What is Demand Generation?
Demand Generation (Demand Gen, DG) is a collective term for marketing activities that expand target customer awareness and supply leads (prospects) to the sales pipeline. By combining advertising, webinars, email campaigns, SEO, and content marketing, it creates customer desire for your product. Beyond raw lead numbers, it emphasizes acquiring high-quality leads that the sales team can actually discuss opportunities with.
In a nutshell: Like a restaurant promoting “our new menu is delicious” on social media to attract customers wanting to try it—marketing activities that generate customer demand.
Key points:
- What it does: Marketing tactics that stimulate customer purchase needs and generate leads
- Why it’s needed: Ensure sales team engagement opportunities and increase revenue
- Who uses it: Marketing professionals, sales planners, business development managers
Why it matters
Sales success depends more on “number of opportunities” than “individual skill level.” Even top performers can’t hit targets without opportunities. Demand Generation provides continuous opportunities, supporting sales goals.

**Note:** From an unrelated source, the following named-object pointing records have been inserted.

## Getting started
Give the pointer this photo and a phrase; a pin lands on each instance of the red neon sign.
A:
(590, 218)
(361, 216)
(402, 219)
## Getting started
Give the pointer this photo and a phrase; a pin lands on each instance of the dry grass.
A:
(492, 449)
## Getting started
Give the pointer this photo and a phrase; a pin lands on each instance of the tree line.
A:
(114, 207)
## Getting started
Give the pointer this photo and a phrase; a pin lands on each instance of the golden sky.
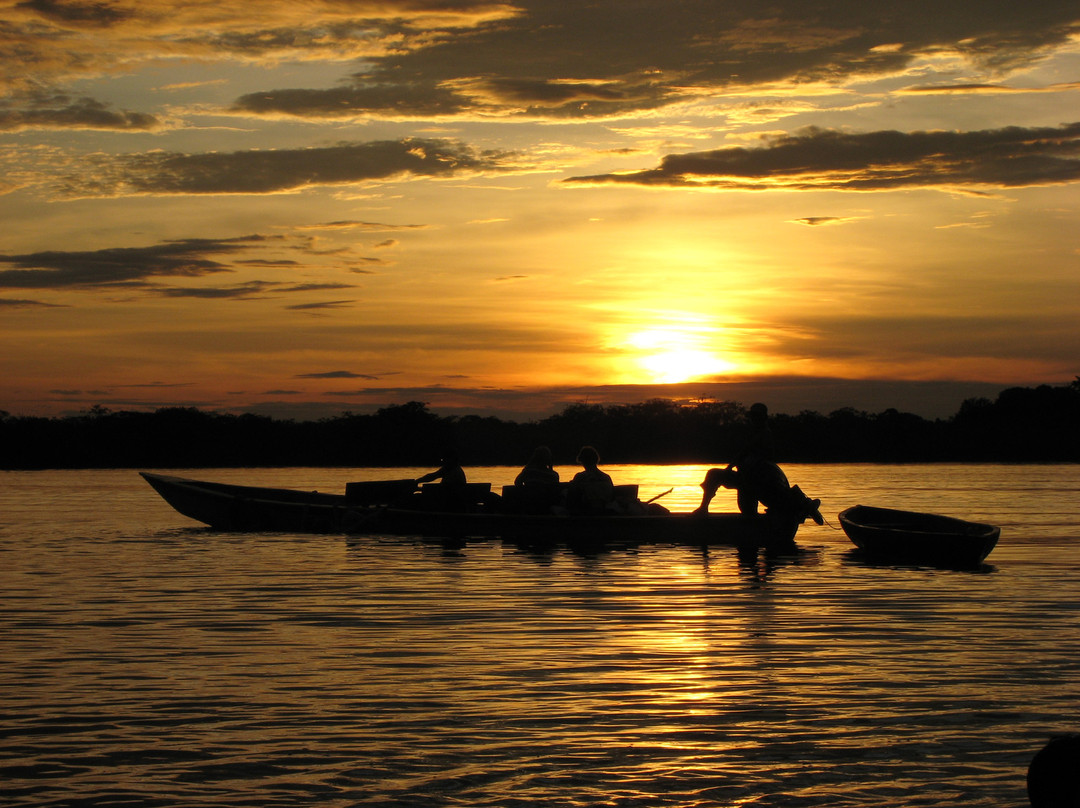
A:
(302, 209)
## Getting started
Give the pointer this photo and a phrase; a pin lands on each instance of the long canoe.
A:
(393, 510)
(909, 536)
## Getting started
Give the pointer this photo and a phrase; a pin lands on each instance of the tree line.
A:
(1022, 425)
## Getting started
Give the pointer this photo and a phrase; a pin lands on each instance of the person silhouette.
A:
(538, 470)
(591, 488)
(756, 477)
(1053, 776)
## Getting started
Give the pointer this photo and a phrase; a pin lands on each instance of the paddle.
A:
(664, 494)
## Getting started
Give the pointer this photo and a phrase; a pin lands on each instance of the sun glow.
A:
(674, 354)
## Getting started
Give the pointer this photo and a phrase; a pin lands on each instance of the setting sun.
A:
(674, 354)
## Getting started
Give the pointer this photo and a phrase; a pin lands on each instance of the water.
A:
(150, 662)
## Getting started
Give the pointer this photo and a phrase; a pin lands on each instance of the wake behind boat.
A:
(908, 536)
(394, 508)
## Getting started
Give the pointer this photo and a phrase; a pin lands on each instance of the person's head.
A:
(1053, 777)
(589, 457)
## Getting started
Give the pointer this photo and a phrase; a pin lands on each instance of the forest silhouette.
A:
(1022, 425)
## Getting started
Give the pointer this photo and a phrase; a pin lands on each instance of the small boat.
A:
(395, 508)
(907, 536)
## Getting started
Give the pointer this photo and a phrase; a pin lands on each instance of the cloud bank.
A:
(874, 161)
(275, 171)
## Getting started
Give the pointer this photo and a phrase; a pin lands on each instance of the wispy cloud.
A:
(62, 111)
(274, 171)
(336, 375)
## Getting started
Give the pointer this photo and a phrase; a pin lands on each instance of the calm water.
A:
(150, 662)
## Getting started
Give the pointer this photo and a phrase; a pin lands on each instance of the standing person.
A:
(756, 477)
(538, 470)
(591, 488)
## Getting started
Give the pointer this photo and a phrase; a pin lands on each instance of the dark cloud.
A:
(58, 110)
(70, 11)
(116, 266)
(354, 225)
(9, 303)
(277, 170)
(326, 305)
(819, 220)
(336, 375)
(828, 160)
(562, 59)
(247, 291)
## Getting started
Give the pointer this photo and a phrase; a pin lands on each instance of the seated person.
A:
(538, 470)
(591, 489)
(759, 481)
(451, 476)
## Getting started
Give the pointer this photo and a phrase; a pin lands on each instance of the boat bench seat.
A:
(436, 496)
(539, 498)
(534, 498)
(378, 492)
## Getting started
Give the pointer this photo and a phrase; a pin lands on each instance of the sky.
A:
(301, 209)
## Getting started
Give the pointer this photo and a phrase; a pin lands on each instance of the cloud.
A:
(551, 58)
(274, 171)
(819, 220)
(118, 266)
(11, 303)
(353, 225)
(987, 89)
(336, 375)
(61, 111)
(817, 159)
(321, 306)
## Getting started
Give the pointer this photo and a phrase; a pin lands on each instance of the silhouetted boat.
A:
(392, 508)
(908, 536)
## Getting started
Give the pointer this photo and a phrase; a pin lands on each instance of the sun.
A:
(673, 354)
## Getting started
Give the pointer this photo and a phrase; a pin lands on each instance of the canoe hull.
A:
(250, 509)
(907, 536)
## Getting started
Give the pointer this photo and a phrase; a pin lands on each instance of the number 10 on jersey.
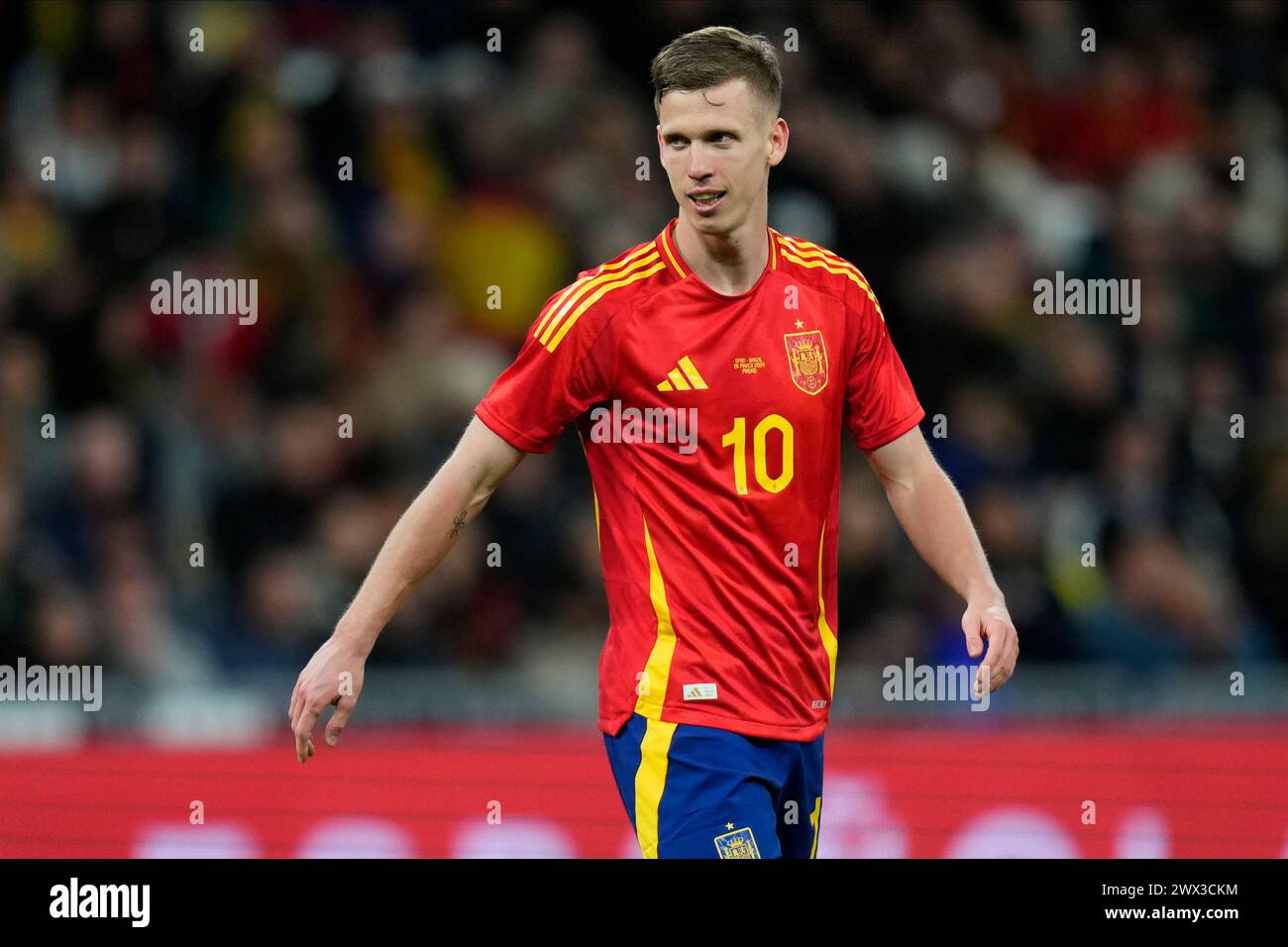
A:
(737, 438)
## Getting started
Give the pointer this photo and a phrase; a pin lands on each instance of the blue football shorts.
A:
(706, 792)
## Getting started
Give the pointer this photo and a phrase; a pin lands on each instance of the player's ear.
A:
(777, 142)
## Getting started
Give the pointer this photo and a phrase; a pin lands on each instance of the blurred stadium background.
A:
(518, 167)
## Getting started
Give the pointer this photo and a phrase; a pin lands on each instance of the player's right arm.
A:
(417, 543)
(565, 365)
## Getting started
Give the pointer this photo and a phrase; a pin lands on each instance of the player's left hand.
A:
(992, 621)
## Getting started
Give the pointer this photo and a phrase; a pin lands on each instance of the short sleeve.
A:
(880, 401)
(565, 367)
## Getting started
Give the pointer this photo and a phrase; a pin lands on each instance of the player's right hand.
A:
(333, 677)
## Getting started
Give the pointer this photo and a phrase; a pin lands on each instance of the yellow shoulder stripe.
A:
(636, 270)
(566, 298)
(806, 254)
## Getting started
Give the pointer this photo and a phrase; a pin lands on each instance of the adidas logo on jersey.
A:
(683, 377)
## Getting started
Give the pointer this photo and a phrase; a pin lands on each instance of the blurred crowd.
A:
(178, 499)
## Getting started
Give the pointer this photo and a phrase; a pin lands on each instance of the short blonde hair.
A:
(713, 55)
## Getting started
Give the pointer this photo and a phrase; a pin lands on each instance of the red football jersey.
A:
(712, 428)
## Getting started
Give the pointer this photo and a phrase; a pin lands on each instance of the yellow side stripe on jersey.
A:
(823, 629)
(592, 493)
(840, 270)
(652, 685)
(649, 783)
(691, 369)
(593, 298)
(587, 281)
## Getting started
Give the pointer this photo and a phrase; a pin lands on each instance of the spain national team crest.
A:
(806, 357)
(737, 844)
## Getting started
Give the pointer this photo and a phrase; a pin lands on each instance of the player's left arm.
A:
(931, 512)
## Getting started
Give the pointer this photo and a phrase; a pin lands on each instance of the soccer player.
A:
(711, 373)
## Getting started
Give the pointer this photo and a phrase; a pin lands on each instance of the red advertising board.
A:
(546, 791)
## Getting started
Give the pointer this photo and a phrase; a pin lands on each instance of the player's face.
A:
(717, 146)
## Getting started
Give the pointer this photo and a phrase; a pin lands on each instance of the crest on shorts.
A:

Through Demand Generation, customer touchpoints increase, raising brand awareness and differentiating from competitors. The same product sells differently when customers recognize it versus hearing it for the first time.
How it works
Demand Generation involves multiple steps. Step 1: Awareness uses content marketing and SEO to introduce your product to target customers. Step 2: Interest provides detailed information through webinars and whitepapers, showing how your product solves problems.
Step 3: Lead acquisition gathers prospect information through email registration. Step 4: Lead nurturing builds trust through regular email and content, preparing customers to buy. Finally, Sales handoff passes mature leads to the sales team for discussions.
These steps transform customers from “maybe this is a problem” to “I definitely want this product.”
Real-world use cases
SaaS company trial user acquisition
A cloud accounting software marketing team hosts CPA seminars saying “AI cuts accounting work by 80%.” Event attendees register for email, then receive weekly “efficiency case studies” via email to build interest. When ready, mature users move to sales for conversations.
B2B manufacturing trade show activity
An industrial machinery maker exhibits at industry conferences, distributing “Cost savings whitepaper” to visitors. Email capture from downloads, then 3 months of demo videos, case studies, and success stories develop the lead.
Startup awareness building
A new project management tool publishes regular blog posts like “How remote teams increased productivity 25%” targeting high search rankings. Articles drive free trial signups, converting users to leads.
Related terms
- Lead — Demand Generation’s end product: prospect information
- Marketing Automation — Tools that automate and scale Demand Generation
- SEO — Critical awareness-building tactic
- Webinar — Effective content format for lead nurturing
- Lead Scoring — Determines which leads to pass to sales
- Sales Pipeline — The target filled by Demand Generation
Frequently asked questions
Q: What’s the most effective Demand Generation tactic?
A: It depends on industry and audience. IT buyers respond to content marketing and SEO; executives to industry conferences and whitepapers. The key is combining multiple tactics across all phases: awareness → interest → lead acquisition → nurturing → sales handoff.
Q: What’s the difference between Demand Generation and business development (BD)?
A: Demand Generation is marketing-driven, collecting many prospects. BD is sales-driven, opening deals from existing networks. Both complement each other, maximizing opportunities.
Q: How do I measure Demand Generation effectiveness?
A: Key metrics: “leads acquired,” “lead quality (% that convert to sales discussions),” and “sales progression (% of passed leads becoming customers).” Most important is whether marketing-generated leads actually convert. Close communication with sales and continuous improvement are essential.